Case Studies

Accelerating the life sciences ecosystem

case study three

Polypharmacology of multiple GPCR targets

The client’s project was investigating poly-pharmacology effects of a combination of antagonism at two or more Class A GPCRs. MedChemica examined the data from the literature and patents, performing both matched molecular pair analysis (MMPA), and model building to predict potency, based on random forest modelling of the unique fragments generated by the MMPA. Using the analysis key groups were identified where potency was gained at the GPCR targets, and critically where changes could be made. MCPairs Compounds-From-Rules generated ideas, and with further ideas from project medicinal chemists, were tested in-silico with the potency prediction models. Reduction to practice by the synthesis of these molecules generated novel compounds, and actives, to test in-vivo for the desired pharmacology.

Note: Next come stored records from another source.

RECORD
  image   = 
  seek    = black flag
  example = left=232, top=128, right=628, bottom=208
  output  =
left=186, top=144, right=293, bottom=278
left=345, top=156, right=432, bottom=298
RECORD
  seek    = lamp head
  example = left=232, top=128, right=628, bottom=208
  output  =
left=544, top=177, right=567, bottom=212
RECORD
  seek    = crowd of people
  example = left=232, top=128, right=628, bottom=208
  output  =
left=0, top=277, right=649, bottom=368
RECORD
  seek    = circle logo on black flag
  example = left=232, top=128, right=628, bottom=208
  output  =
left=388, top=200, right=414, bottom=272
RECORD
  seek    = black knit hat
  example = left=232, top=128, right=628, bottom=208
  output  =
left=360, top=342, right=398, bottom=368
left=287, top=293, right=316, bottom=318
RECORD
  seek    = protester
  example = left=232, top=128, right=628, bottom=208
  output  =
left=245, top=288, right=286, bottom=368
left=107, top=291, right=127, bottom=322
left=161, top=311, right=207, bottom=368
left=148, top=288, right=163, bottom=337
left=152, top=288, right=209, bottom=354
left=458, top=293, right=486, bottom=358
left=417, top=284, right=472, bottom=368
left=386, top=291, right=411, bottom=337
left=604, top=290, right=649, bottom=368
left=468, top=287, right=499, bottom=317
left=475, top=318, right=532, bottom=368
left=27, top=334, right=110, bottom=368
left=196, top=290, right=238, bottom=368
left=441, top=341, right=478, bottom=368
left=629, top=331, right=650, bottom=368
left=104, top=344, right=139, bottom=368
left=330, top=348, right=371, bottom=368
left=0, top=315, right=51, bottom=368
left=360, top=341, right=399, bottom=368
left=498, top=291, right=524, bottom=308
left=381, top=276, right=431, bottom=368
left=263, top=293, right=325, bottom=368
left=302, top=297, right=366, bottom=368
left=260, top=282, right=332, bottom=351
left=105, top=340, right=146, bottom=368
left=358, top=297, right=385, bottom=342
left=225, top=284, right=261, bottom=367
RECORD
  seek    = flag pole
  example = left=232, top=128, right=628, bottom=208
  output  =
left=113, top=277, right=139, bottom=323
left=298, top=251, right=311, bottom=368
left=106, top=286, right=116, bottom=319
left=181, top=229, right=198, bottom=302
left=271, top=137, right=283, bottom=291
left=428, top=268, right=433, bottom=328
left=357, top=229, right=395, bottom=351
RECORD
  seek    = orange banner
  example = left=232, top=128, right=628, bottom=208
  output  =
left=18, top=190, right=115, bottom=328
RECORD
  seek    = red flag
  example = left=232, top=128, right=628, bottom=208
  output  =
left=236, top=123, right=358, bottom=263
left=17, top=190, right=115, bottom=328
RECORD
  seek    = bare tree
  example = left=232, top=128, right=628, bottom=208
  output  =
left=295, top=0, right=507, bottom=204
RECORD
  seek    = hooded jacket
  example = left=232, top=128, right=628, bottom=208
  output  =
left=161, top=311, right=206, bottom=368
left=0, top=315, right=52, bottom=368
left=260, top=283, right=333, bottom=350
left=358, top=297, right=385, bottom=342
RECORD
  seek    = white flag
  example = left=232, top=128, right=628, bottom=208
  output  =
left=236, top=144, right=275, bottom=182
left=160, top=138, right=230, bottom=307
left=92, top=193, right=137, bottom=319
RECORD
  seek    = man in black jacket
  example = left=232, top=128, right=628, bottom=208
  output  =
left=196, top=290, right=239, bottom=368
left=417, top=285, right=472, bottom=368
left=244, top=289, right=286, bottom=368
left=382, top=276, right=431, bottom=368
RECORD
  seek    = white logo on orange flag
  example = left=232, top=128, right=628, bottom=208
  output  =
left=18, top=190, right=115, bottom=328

The diagram above illustrates the process and plots where key side chains were highlighted.

case study one 1

Indole-3-glyoxylamide-Based Series of Tubulin Polymerization Inhibitors

Researchers at the University of Sheffield wished to produce quality molecules possessing both in-vitro activity at the primary target and sufficient aqueous solubility and the correct metabolism profile. A small set of compounds were selected from the output of MCPairs Online Compounds-From-Rules AI engine where solubility was selected as the Goal. Synthesis of these led to compound 59 (see diagram) with sufficient aqueous solubility to formulate, and dose, in a mouse  xenograft study and show efficiency. The results were published in 2015 and further investigations are on-going.

case study two

Custom interfacing to MCPairs Enterprise

A corporate user of MCPairs Enterprise loaded and processed their own compounds and measurements, and produced their own unique database of knowledge. Although the MCPairs Visualiser (GUI or Webtool see diagram) was available, behind their firewalls, for chemists to use, they wished to directly access the tools within their own in-house design tools. MCPairs Enterprise is a REST API driven server and can be linked by standard POST, PUT, GET and DELETE requests with data supplied in JSON format. The corporate user engaged a third party software engineer to join their own software tools via the REST API – the work took 3 weeks to complete. In a similar fashion Optibrium have attached StarDrop to MCPairsOnline and MedChemica can provide simple Knime nodes to develop workflows.